The problem is that the phrase "kids today" is an ambiguous aggregation, which can take on any negative property that any group of youth might demonstrate. We tend to compare a subset of youth demonstrating a cultural property we do not like with our own subset ... which is not a proper apples-to-apples general comparison between generations; we've already selected for contrast before we even begin analysis.

Heck, in moments of frustration, I make those some kind of comparisons with people in my own generation: The values of my generation seem to be entirely skewed (when really I mean, "The values of such-and-such subset of this generation...")

Values and parenting choices differ amongst many people ... and age is only one variable (perhaps not even the most relevant one). Mark and I are the same age, lived in the same neighborhood (for a short time), went to the same school, are a part of the same basic culture, and have very similar cultural interests and goals; however, though we both came from two-parent, "traditional" families, our upbringing was still very, very different. (Do you agree, Mark?)

In general, I'm a bit "old-fashioned" (whatever that means) about a lot of things, as are many people. Cal_Kyle's example is a good one for me to ponder: the prospect of my daughter possessing a cell phone before she can afford to pay for the bill is very bleak for her (my daughter is two, so I've some time to reassess). I look around and see that most kids have such things, but I also see that not all do. She will not have a number of things that her contemporaries have, whether I can afford them or not, not out of spite but simply because my values differ from others.

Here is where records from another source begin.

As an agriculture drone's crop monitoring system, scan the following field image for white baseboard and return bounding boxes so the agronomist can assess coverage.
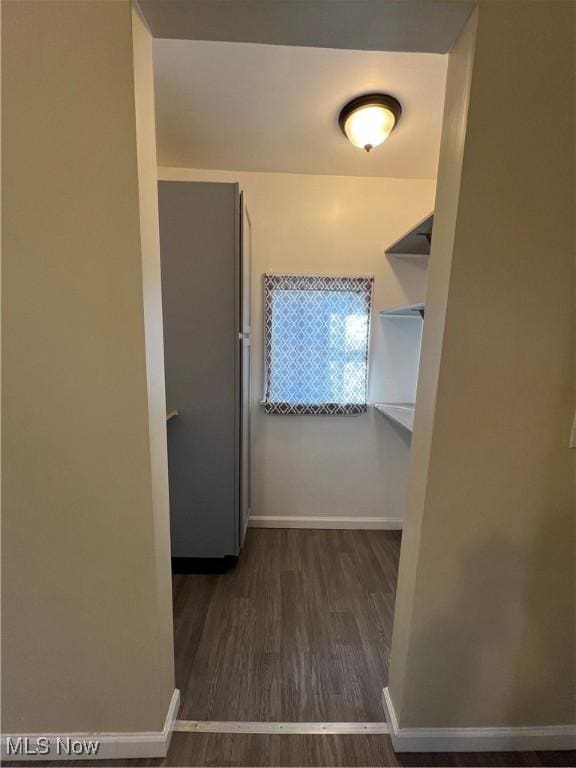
[0,690,180,761]
[248,515,402,531]
[382,688,576,752]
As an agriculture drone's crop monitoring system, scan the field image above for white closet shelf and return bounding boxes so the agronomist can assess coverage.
[386,213,434,259]
[374,403,414,432]
[380,304,425,318]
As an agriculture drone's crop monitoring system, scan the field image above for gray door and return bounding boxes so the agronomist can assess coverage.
[239,198,252,546]
[159,181,240,557]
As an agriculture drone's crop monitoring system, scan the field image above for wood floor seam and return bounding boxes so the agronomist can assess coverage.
[174,720,390,736]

On the other hand, I am unlikely to ever deny her a book, even one I find unpleasant for her to read. In other words, she will also have some things her contemporaries will be denied. It's a matter of diversity of values.

Sure kids feel entitled. We live in a society of entitlement. As Mark correctly points out, we feel entitled. I think it is perfectly okay for them to feel entitled ... and it is perfectly okay for them to feel very disappointed. Part of growing up is learning that you don't get to have everything you want ... and you can't learn that unless you want something. It's even conceivable to me that youth entitlement is a necessary process ... as is its disillusionment.

Discerning needs from wants is a life-long battle. It's hardly unique to this generation.